Dossier : Justice pour toutes !

Dossier : Justice pour toutes !

Pour une justice transformatrice

Louisa Worrell

Pendant la grève étudiante de 2012, il y a eu une vie collective foisonnante à Montréal. Malgré la créativité, les apprentissages, et l’empowerment collectif, plusieurs problèmes existants ont été amplifiés, notamment le sexisme et le machisme. C’est de ce contexte qu’a émergé l’expérience québécoise de justice transformatrice.

La grève et ses suites ont permis aux personnes ayant vécu des agressions sexuelles – majoritairement des femmes – de faire face à cette violence en organisant une résistance collective. Les espaces non mixtes, les moments d’échanges et la création d’une solidarité politique se sont avérés cruciaux dans la montée de cette riposte.

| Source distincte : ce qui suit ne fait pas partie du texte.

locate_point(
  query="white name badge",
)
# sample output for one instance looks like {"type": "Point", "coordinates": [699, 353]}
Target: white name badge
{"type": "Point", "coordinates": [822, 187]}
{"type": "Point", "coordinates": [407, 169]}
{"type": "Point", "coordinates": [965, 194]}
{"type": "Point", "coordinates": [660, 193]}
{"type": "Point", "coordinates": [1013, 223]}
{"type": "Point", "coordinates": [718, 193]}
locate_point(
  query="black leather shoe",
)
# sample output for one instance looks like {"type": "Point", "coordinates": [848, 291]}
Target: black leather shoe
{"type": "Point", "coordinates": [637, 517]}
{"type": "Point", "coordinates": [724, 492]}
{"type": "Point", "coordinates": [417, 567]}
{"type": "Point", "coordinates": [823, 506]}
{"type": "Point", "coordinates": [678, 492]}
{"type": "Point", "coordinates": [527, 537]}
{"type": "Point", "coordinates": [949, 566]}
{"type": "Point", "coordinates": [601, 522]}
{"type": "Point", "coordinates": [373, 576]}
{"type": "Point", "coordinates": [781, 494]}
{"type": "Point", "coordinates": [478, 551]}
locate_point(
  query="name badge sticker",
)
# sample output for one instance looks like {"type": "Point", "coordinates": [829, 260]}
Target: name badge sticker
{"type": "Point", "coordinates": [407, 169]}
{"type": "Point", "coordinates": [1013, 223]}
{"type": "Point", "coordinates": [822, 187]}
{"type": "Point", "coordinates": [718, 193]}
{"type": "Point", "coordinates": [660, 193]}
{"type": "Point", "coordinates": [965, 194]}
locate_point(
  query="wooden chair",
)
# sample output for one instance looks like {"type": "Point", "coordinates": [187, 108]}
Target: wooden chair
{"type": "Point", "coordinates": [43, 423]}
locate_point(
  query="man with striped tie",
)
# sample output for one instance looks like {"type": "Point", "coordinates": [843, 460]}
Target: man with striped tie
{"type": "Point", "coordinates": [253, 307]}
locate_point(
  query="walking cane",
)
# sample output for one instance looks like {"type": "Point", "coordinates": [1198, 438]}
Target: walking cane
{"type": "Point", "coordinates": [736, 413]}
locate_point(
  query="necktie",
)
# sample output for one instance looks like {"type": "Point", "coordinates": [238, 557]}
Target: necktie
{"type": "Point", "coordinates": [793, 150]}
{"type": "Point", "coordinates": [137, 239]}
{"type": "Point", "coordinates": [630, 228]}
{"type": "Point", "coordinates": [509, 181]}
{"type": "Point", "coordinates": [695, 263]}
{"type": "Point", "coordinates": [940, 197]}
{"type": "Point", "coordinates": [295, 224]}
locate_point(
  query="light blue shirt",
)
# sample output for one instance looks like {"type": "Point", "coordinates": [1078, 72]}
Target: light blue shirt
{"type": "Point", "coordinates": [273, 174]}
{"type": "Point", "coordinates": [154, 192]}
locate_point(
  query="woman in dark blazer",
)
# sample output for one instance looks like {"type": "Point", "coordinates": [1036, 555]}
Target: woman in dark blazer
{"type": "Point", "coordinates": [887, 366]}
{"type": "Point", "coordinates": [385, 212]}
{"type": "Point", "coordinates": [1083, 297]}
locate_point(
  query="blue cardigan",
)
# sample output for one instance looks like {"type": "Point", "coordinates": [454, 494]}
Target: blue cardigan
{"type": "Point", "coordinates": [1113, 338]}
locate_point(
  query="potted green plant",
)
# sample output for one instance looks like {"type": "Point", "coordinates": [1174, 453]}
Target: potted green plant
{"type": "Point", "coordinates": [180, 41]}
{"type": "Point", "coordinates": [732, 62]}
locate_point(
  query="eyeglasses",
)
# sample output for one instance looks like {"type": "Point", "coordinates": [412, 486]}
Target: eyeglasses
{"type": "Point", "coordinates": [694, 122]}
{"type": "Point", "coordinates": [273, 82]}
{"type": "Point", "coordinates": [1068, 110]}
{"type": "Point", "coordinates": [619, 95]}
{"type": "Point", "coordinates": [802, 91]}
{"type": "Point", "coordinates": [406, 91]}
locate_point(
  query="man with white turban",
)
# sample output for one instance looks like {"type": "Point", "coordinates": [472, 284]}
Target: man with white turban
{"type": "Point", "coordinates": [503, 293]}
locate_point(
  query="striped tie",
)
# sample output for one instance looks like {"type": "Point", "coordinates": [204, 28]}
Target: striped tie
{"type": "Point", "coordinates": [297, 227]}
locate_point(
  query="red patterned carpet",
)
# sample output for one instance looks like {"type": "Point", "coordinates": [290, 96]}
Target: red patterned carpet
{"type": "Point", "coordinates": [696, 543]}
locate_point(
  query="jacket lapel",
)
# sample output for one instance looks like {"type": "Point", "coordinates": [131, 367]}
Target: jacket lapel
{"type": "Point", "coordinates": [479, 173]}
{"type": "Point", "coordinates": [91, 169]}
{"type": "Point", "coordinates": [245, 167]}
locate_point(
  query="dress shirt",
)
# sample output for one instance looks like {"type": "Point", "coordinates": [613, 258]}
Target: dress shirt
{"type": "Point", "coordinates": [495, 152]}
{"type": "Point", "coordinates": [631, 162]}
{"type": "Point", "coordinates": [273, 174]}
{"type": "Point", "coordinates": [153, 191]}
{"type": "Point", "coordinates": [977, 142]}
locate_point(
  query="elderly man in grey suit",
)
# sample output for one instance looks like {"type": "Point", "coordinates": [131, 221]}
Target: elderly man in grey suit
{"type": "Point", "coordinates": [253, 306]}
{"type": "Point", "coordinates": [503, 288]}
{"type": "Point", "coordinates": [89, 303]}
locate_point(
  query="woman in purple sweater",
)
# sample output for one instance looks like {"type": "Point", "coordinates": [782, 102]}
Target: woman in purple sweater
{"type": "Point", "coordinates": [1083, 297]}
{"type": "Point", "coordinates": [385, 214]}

La mise en commun de nos expériences s’est faite à travers nos associations étudiantes, nationales et locales, ainsi qu’à travers des groupes féministes et des groupes politiques clandestins.

Le niveau élevé de répression politique, de violence policière et étatique, de judiciarisation et de délégitimation médiatique a gravement affecté les rapports des grévistes aux institutions étatiques et au système judiciaire. C’est dans ce contexte que des survivantes d’agressions sexuelles, parfois victimes de leurs camarades de luttes ou d’autres grévistes, refusaient de porter plainte à la police. Il faut également souligner que dans les milieux d’extrême gauche, après 2012, plusieurs militant·e·s faisaient face à un fort sentiment de défaite politique, de judiciarisation et de burn-out.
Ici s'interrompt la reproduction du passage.